Sparisce senza rimpianti, il Popolo della Libertà. Nacque male, sul predellino di una limousine di Berlusconi, e muore peggio, lasciando dietro di sé il caos e una quasi certa scissione.

Rinasce Forza Italia, un simbolo considerato da Berlusconi ancora usabile e comunque migliore di quel Pdl che era usurato già mezz’ora dopo la nascita. La situazione del centrodestra è questa: l’ha decisa Berlusconi d’accordo con i suoi fedeli, e non c’è stato niente da fare quando Alfano e i suoi seguaci gli hanno chiesto di rinviare, aspettare, ripensarci.

Niente, si parte così, chi ci sta ci sta. E Alfano non ci sta: il segretario che tale non è più, ha deciso di non partecipare ad una riunione di fondazione del nuovo partito che lo avrebbe messo in un angolo e sotto processo. Come lui i ministri, e poi Sacconi, Schifani, Formigoni, persino Gasparri, tutti assenti in nome dell’unità. L’8 dicembre si riunirà il pletorico consiglio nazionale del partito che fu e di quello che rinasce: 800 componenti. Probabilmente si andrà alla conta e questo sancirà anche formalmente la rottura e l’addio reciproco che oggi è stato solo annunciato (ancora una volta) ma non formalizzato. Certo, è un po’ singolare che si riunisca il comitato di presidenza di un partito senza il segretario del partito medesimo. Non importa, pare dire Berlusconi circondato dai “falchi” che annuiscono, tanto Alfano, c’è o non c’è, è la stessa cosa.

Il nuovo-vecchio partito garantisce (ancora) la fiducia al governo e ai propri ministri, ma tutti sanno che si tratta di una fiducia ad orologeria. Durerà fino a novembre quando finalmente il Senato voterà contro la decadenza di Berlusconi da senatore. Un minuto dopo, protestando contro “l’alleato che pugnala alle spalle”, cioè Il Pd, inveendo contro un presidente del Consiglio “disinteressato” e soprattutto contro il Capo dello Stato “traditore” di patti tanto inconfessati quanto indimostrati (“panzane” secondo il Quirinale), Berlusconi proclamerà la propria uscita dalla maggioranza.

Resisterà il governo a quell’ennesima scossa proveniente dal Cavaliere? I numeri ci sarebbero: i senatori fedeli ad Alfano da soli bastano a consentire una navigazione abbastanza tranquilla. Ma non c’è dubbio che senza il voto di buona parte del centrodestra, con Scelta Civica dilaniata, con il Pd in preda alle convulsioni congressuali, la navigazione di Letta sarà ancora più perigliosa.
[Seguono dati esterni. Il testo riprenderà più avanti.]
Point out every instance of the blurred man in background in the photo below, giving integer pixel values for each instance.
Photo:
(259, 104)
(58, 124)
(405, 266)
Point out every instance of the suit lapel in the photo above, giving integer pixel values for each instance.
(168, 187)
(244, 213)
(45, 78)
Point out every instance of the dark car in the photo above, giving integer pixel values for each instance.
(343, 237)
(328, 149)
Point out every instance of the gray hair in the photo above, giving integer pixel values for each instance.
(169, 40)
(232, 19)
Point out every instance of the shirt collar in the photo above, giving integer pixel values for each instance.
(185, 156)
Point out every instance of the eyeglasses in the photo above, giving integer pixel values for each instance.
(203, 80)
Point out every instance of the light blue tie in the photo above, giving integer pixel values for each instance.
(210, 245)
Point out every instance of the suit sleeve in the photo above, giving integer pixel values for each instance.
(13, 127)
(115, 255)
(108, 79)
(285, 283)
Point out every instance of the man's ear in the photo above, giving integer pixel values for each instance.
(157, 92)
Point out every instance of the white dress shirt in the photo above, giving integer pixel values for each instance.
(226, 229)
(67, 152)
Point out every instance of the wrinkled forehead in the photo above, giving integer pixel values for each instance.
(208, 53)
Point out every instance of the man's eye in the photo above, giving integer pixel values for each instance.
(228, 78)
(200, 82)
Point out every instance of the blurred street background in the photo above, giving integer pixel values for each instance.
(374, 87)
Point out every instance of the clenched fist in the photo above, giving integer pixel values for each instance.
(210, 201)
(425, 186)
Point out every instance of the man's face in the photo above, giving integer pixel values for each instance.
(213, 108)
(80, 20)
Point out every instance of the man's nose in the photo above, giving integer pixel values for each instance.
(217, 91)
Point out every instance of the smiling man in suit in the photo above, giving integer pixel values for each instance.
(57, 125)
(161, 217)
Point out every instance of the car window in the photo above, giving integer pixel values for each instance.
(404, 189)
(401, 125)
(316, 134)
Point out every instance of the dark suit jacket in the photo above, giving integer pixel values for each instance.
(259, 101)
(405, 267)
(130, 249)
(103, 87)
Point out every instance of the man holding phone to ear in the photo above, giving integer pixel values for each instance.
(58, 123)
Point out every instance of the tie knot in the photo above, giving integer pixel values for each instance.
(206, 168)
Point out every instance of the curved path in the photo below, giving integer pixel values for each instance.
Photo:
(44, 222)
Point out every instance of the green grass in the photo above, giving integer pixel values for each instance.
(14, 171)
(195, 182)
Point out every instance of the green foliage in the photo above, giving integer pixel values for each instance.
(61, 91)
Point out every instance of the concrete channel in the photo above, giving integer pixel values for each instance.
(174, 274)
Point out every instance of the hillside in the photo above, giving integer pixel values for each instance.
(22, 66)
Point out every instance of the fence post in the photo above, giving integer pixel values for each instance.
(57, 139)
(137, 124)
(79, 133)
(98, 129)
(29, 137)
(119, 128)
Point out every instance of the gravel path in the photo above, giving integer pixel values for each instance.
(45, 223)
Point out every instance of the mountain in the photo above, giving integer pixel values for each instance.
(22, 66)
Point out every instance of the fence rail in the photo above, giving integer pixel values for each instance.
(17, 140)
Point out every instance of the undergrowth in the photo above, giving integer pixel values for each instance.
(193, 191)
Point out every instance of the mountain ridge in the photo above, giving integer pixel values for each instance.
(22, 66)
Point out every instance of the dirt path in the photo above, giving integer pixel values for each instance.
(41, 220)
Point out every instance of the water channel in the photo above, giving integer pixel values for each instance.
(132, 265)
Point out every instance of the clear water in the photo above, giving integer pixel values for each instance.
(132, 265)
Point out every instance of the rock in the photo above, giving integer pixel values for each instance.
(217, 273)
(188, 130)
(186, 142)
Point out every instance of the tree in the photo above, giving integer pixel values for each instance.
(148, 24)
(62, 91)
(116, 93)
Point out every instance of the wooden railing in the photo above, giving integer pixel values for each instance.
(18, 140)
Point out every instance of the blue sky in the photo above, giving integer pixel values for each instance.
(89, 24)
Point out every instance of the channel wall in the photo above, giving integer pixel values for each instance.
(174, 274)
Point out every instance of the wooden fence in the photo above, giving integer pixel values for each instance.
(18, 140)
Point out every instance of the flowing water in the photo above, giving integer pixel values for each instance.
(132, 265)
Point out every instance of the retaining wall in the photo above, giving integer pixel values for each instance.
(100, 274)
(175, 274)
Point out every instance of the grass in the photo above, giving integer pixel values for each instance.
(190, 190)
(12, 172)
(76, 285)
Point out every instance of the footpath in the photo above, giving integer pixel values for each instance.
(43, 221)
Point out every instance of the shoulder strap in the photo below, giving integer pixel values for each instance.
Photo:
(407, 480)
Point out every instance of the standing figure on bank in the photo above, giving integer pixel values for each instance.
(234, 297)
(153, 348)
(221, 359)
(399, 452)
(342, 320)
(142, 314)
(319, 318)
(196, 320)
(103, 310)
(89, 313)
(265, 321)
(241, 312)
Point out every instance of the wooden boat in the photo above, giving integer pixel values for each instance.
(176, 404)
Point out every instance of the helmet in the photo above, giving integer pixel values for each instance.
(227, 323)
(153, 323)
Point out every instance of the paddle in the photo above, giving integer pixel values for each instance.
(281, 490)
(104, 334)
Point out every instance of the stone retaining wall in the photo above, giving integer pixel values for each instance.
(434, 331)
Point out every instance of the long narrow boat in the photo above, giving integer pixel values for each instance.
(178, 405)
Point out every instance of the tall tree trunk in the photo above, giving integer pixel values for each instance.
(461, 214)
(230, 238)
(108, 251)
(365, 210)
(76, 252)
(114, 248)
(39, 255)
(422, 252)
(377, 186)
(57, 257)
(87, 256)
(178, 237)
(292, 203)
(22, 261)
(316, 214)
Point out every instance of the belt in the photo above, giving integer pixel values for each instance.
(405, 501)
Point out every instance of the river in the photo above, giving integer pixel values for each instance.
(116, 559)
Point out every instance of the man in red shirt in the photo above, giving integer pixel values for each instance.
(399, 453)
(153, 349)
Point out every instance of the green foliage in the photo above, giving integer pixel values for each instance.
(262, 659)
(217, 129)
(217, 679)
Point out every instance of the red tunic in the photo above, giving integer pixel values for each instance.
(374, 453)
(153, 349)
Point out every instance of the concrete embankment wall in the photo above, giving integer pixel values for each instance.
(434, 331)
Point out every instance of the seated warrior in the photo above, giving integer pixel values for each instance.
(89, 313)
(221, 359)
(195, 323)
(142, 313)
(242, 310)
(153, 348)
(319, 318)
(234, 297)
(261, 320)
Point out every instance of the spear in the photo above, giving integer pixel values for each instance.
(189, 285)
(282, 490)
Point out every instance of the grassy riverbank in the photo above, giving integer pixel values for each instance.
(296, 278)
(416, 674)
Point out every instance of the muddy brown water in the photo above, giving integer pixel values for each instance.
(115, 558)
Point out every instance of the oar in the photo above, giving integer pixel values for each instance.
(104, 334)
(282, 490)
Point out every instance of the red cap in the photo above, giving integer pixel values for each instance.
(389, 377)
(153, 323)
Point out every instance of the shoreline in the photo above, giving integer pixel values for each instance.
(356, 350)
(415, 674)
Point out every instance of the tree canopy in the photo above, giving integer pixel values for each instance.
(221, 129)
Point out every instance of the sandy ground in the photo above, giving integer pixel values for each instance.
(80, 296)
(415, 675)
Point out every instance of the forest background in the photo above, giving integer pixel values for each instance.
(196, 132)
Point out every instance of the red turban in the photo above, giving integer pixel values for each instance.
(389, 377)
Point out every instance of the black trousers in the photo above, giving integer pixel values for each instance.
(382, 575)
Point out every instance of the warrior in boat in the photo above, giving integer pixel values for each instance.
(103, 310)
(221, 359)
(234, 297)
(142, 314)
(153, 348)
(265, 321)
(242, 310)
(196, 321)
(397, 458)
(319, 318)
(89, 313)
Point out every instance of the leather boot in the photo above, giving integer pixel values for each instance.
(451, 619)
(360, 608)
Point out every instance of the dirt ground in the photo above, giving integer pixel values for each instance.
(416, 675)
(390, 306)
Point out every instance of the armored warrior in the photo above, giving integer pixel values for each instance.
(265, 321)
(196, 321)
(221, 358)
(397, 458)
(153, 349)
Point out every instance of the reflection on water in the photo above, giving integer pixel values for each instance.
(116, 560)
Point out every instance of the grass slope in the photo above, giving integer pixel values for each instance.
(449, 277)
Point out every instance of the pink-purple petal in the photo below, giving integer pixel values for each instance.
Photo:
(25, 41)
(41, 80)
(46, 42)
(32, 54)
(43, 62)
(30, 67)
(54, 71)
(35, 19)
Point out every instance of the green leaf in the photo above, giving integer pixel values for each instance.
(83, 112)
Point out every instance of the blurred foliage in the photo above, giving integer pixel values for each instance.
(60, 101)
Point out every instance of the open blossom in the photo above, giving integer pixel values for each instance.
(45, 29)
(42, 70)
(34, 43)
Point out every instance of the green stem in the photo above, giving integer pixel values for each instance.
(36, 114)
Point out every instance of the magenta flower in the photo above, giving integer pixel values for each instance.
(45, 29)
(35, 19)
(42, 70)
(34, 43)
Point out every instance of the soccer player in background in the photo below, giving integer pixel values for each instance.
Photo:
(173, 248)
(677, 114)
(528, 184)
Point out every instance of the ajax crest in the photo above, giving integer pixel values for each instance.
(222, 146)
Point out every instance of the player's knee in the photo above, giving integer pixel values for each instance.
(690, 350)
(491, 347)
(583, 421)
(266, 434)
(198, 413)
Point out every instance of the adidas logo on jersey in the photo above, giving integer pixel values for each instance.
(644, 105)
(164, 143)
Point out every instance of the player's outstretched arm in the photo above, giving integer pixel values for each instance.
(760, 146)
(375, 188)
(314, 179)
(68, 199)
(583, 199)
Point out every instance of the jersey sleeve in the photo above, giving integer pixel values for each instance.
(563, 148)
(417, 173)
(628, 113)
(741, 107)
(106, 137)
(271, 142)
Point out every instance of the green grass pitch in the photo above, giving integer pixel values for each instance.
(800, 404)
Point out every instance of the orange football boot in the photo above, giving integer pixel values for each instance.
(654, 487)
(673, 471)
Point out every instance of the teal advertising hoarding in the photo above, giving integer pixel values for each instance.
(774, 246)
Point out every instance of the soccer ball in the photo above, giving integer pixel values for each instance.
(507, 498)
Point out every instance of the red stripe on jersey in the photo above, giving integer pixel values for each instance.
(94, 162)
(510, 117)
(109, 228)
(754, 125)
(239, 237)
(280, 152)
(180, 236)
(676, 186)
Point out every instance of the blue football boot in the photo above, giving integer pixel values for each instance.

E a proposito di Pd: non sono pochi quelli che sospettano un tacito e implicito patto Berlusconi-Renzi per far cadere l’esecutivo, cosa che converrebbe ad entrambi per poter andare alle elezioni in febbraio e spazzare via i rispettivi nemici interni.

Ma torniamo ad Alfano. Ora l’ex segretario dovrebbe rafforzare ancor di più il rapporto con i casiniani che hanno lasciato Monti per formare il nucleo italiano del Ppe (è quasi certo che Berlusconi non verrà fatto entrare dalla Merkel nel salotto buono dei moderati europei). Però ciò che non è riuscito al vicepremier è il tentativo di mettersi a capo di tutto il partito – con le opportune defezioni dei falchi – e non di un solo spicchio la cui fortuna elettorale è tutta da dimostrare. Ma proprio a questo in fondo è servita la mossa di ieri del Cavaliere, a dire: caro Angelino, io non abbandono la nave, tu se vuoi cala in mare una scialuppa.